Mayer: Ich muss viel Blödsinn lesen. Und eines der größten wirklich durchgehenden Blödsinnselemente ist, dass es auch in der Qualitätspresse gelegentlich nicht gelingt zu unterscheiden zwischen dem EuGH, also dem Europäischen Gerichtshof in Luxemburg, der zur EU gehört, zur Europäischen Union mit ihren 28 Mitgliedsstaaten und so weiter, und dem EGMR in Straßburg, dem Europäischen Gerichtshof für Menschenrechte, der zum Schutzsystem der EMRK, der Europäischen Menschenrechtskonvention gehört, eine Konvention mit 47 Teilnehmerstaaten unter dem Dach des Europarats aus dem Jahr 1950. Also, man kann bis heute in der Qualitätspresse solche Aussagen finden wie: "ein EU-Gericht in Straßburg hat entschieden". Und der EGMR in Straßburg hat nun mal mit der EU nichts zu tun. Also, das ist nur ein Beispiel dafür, dass man doch immer wieder Belege für ein großes Unverständnis findet.
Man muss dazu sagen, die EuGH-Urteile sind auch nicht leicht zugänglich. Es ist eine sehr unzugängliche Gerichtssprache in der französischen Gerichtstradition, die Urteile sind sehr kurz, sie sind anders als unsere Urteile. Aber ich glaube schon, dass man die Medien hier noch mehr in die Pflicht nehmen müsste, durchaus auch mit einem kritischen Kontrollanspruch, die Rechtsprechung des EuGH intensiver zu verfolgen.

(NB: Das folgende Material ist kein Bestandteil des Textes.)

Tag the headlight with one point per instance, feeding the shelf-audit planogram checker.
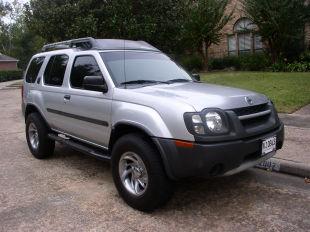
(214, 122)
(209, 122)
(198, 124)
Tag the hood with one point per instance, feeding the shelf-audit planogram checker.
(201, 95)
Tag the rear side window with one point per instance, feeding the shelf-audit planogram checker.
(34, 69)
(83, 66)
(55, 70)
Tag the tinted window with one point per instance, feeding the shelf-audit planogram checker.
(34, 69)
(55, 70)
(83, 66)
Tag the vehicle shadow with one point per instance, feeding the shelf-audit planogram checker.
(190, 194)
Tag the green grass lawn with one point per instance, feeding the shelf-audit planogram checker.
(288, 91)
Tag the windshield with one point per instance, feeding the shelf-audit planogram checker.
(136, 67)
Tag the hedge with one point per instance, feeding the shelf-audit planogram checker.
(246, 62)
(10, 75)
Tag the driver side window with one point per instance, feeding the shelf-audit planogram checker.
(83, 66)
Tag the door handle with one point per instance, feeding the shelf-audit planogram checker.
(67, 97)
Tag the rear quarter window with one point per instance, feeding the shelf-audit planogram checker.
(55, 70)
(34, 68)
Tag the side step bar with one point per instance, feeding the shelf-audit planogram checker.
(78, 146)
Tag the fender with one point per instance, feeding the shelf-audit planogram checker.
(143, 117)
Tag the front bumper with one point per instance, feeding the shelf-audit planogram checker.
(214, 159)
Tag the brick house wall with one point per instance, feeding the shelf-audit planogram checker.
(221, 50)
(8, 65)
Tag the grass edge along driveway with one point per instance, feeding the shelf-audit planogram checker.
(288, 91)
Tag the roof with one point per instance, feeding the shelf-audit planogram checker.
(7, 58)
(100, 44)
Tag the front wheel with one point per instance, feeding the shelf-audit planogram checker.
(139, 174)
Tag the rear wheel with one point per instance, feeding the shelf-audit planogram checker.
(139, 174)
(37, 137)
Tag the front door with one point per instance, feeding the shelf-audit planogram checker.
(88, 112)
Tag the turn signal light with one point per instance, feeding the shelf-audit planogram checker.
(180, 143)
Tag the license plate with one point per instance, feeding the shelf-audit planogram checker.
(269, 145)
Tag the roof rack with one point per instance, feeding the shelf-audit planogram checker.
(89, 43)
(83, 43)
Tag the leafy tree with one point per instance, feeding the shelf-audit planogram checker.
(281, 24)
(16, 39)
(157, 22)
(206, 19)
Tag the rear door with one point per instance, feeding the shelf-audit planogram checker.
(87, 112)
(53, 91)
(32, 73)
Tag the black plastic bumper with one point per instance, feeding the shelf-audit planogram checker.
(212, 159)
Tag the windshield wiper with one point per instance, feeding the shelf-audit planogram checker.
(141, 82)
(178, 80)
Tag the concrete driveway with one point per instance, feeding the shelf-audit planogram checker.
(71, 191)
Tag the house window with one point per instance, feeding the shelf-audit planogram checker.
(244, 40)
(232, 46)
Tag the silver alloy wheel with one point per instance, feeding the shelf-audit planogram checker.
(33, 136)
(133, 173)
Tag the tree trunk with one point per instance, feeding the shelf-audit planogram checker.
(205, 56)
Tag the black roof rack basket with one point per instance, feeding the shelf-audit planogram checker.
(82, 43)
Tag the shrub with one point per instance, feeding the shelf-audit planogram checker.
(254, 62)
(226, 62)
(298, 67)
(192, 62)
(246, 62)
(10, 75)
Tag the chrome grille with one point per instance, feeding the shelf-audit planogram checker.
(251, 109)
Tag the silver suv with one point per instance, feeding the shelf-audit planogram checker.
(129, 103)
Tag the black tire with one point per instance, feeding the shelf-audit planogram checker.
(46, 146)
(159, 189)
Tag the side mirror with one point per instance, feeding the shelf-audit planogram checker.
(196, 76)
(95, 83)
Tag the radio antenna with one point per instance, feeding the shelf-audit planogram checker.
(124, 56)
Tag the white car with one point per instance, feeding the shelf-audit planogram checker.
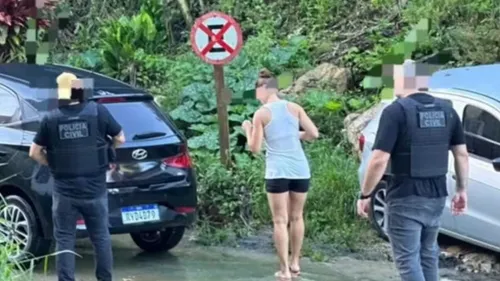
(475, 95)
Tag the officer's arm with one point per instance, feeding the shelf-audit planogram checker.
(256, 133)
(461, 165)
(385, 141)
(375, 170)
(37, 153)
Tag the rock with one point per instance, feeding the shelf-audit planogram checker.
(354, 123)
(325, 75)
(471, 260)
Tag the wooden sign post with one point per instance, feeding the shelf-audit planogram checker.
(217, 39)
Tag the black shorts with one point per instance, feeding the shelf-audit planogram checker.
(286, 185)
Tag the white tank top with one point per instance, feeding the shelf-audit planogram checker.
(285, 158)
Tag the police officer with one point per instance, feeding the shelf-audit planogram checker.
(415, 133)
(71, 140)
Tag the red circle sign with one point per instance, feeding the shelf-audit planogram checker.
(216, 38)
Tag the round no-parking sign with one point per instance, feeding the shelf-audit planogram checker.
(216, 38)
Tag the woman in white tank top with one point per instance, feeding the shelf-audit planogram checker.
(287, 169)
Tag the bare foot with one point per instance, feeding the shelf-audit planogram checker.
(283, 276)
(295, 271)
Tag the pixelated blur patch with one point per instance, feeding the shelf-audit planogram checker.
(387, 93)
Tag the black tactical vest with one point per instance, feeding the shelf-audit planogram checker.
(427, 136)
(76, 147)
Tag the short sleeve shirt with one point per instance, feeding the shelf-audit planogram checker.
(392, 128)
(80, 187)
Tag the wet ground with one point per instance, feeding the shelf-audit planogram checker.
(190, 262)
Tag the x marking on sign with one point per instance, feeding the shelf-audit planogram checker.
(216, 38)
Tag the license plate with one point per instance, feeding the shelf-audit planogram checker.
(140, 214)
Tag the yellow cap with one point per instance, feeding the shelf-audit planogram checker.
(64, 82)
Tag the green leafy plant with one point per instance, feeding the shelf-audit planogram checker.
(124, 41)
(14, 15)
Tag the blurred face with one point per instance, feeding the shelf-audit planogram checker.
(261, 94)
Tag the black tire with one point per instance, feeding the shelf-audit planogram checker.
(37, 245)
(377, 211)
(160, 240)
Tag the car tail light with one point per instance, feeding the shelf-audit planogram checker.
(361, 142)
(185, 210)
(80, 224)
(111, 100)
(182, 160)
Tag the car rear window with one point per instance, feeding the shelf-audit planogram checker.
(139, 118)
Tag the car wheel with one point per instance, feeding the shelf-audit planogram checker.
(20, 228)
(160, 240)
(378, 210)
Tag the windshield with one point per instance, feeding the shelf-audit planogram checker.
(139, 118)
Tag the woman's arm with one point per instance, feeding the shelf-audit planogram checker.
(310, 131)
(255, 133)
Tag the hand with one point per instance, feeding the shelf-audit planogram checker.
(363, 207)
(459, 203)
(246, 125)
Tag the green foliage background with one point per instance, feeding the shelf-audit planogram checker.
(146, 44)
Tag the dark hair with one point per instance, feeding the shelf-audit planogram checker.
(266, 78)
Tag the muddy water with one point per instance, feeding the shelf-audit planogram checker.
(189, 262)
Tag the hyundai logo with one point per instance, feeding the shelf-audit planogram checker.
(139, 154)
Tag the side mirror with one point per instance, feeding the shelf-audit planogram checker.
(496, 164)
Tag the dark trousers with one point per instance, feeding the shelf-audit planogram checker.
(95, 213)
(413, 226)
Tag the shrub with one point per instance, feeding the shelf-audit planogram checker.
(14, 15)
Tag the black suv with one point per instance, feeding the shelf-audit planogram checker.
(151, 185)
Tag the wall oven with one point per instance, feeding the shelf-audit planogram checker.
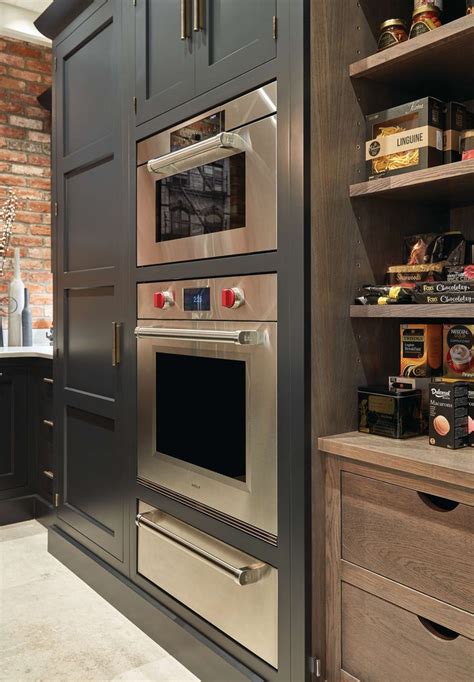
(207, 187)
(207, 375)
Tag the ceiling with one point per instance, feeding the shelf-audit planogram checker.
(36, 6)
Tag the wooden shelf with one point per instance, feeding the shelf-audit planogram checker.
(439, 61)
(452, 183)
(414, 456)
(415, 311)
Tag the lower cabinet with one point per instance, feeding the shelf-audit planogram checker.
(13, 429)
(400, 576)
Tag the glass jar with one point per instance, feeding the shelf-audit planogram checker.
(426, 18)
(392, 32)
(467, 144)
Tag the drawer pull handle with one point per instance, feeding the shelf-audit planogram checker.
(242, 576)
(438, 503)
(438, 631)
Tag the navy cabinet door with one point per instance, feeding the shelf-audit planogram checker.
(90, 283)
(164, 56)
(234, 37)
(13, 428)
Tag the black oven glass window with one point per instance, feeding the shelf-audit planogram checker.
(200, 412)
(203, 200)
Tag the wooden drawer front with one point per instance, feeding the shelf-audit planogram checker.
(384, 643)
(396, 533)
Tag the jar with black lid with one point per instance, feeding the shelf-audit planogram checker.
(392, 32)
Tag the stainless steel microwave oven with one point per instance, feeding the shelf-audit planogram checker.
(208, 187)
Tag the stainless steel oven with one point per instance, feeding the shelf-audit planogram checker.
(207, 353)
(207, 187)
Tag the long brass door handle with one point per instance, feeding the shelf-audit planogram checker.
(184, 19)
(116, 344)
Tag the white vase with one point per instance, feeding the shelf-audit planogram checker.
(16, 303)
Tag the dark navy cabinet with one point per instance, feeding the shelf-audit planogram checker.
(186, 47)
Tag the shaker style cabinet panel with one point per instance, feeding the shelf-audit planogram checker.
(13, 428)
(90, 285)
(164, 56)
(186, 47)
(234, 37)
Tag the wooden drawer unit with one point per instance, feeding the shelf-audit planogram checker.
(382, 642)
(419, 540)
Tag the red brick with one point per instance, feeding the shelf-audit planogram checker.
(7, 131)
(12, 83)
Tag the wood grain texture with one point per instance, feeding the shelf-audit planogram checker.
(415, 311)
(439, 55)
(383, 642)
(333, 566)
(415, 456)
(427, 607)
(391, 531)
(452, 183)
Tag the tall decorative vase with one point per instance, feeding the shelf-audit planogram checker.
(27, 321)
(16, 302)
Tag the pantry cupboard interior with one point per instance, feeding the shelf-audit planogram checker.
(357, 226)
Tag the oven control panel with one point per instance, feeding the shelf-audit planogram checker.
(251, 297)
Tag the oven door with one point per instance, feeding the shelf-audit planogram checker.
(190, 206)
(207, 418)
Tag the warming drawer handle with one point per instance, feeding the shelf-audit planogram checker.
(246, 575)
(213, 149)
(240, 338)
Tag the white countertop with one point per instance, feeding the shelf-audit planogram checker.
(27, 352)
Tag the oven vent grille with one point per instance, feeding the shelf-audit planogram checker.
(220, 516)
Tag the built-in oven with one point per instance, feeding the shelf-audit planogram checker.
(207, 187)
(207, 397)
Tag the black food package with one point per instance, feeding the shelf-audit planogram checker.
(391, 413)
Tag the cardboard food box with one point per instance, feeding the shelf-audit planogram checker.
(449, 406)
(405, 138)
(421, 350)
(458, 351)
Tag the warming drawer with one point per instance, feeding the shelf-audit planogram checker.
(233, 591)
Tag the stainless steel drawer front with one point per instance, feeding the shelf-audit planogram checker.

Wobei sich da schon vieles gebessert hat, das muss man auch dazu sagen.
Welty: Der Europäische Gerichtshof und sein Präsident Vassilios Skouris werden heute mit dem Theodor-Heuss-Preis ausgezeichnet und die Laudatio vor der Preisverleihung, die hielt dankenswerterweise hier in Deutschlandradio Kultur Professor Franz Mayer, der in Bielefeld öffentliches Recht, Europarecht und Rechtspolitik lehrt. Nochmals dafür danke und einen guten Samstag Ihnen!
Mayer: Vielen Dank Ihnen!
Äußerungen unserer Gesprächspartner geben deren eigene Auffassungen wieder. Deutschlandradio Kultur macht sich Äußerungen seiner Gesprächspartner in Interviews und Diskussionen nicht zu eigen.